In connection with amendments to lease agreements for the Company's fleet of
MD-11 aircraft the Company has agreed to issue warrants to the leasing companies
to acquire an aggregate of 2,000,000 shares of Common Stock for $2.50 per share.
The agreements contain anti-dilution provisions and will expire in 2004.
The Company has reached a tentative agreement with the Company's cockpit
crewmembers, who are represented by the International Brotherhood of Teamsters (
the "Teamsters"). The new five-year agreement, which was submitted to the full
membership for approval in November 1999, will expire in 2003 and replaces the
previous one that became amendable in July 1998. The proposed agreement provides
for a salary exchange program to reduce wages beginning January 1, 2000 for up
to 18 months. Under the proposed program, up to 10% of the crewmembers' wages
would be exchanged for the issuance of Company Common Stock. It is anticipated
that the salary exchange program will apply to other employees whose annual base
compensation exceeds $25,000. The reduction will apply to all management and
non-management personnel. The Company must negotiate agreements with its
unionized flight attendants and dispatchers before the salary exchange program
will apply to them.
4. Commitments and Contingencies
The Federal Aviation Administration ("FAA") has issued a notice of proposed
rulemaking concerning an Airworthiness Directive ("AD") that will require the
replacement of insulation blankets in the Company's fleet of aircraft. It is
expected the FAA will issue a final AD early in 2000 that will require the
replacement of the blankets to be accomplished within four years.
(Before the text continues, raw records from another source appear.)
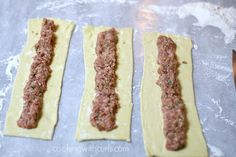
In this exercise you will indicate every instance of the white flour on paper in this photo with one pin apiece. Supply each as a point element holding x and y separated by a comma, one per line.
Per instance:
<point>215,151</point>
<point>10,64</point>
<point>207,14</point>
<point>60,4</point>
The Company
presently estimates that the costs of the replacements, including material,
labor and out-of- service costs will total approximately $4.9 million per
aircraft. The Company has not yet determined how the cost of replacing the
blankets will be financed, however, the ultimate resolution of this matter could
have a material adverse effect on the Company's financial condition and results
of operations.
The Company faces arbitration and a demand for yet to be determined damages
resulting from threatened legal action by a foreign company claiming that the
Company improperly terminated an aircraft services agreement with that foreign
company. The Company also has agreed to mediation, but faces arbitration as a
result of a continuing dispute over the cancellation of a charter program with
another company. The Company does not believe the resolution of these matters
will have a material adverse effect on the Company's financial condition or
results of operations.
The Company's flight attendants have filed a grievance challenging the use of
foreign flight attendant crews on wet leased flights performed during the 1999
Hadj. The Company is discussing a possible settlement of this and other
outstanding grievances. However, the issue may not be settled and may be
submitted to an arbitrator whose decision could have a material adverse impact
on the financial condition or results of operations of the Company.
<PAGE>
ITEM 2. MANAGEMENT'S DISCUSSION AND ANALYSIS OF FINANCIAL CONDITION AND RESULTS
OF OPERATIONS
Part I, Item 2 of this report should be read in conjunction with Part II, Item 7
of World Airways, Inc. ("World Airways" or "the Company") Annual Report on Form
10-K for the year ended December 31, 1998. The information contained herein is
not a comprehensive management overview and analysis of the financial condition
and results of operations of the Company, but rather updates disclosures made in
the aforementioned filing.
The Company desires to take advantage of the "safe harbor" provisions of the
Private Securities Litigation Reform Act of 1995 (the "Act"). Therefore, this
report contains forward looking statements that are subject to risks and
uncertainties, including, but not limited to, the reliance on key strategic
alliances, fluctuations in operating results and other risks detailed from time
to time in the Company's filings with the Securities and Exchange Commission.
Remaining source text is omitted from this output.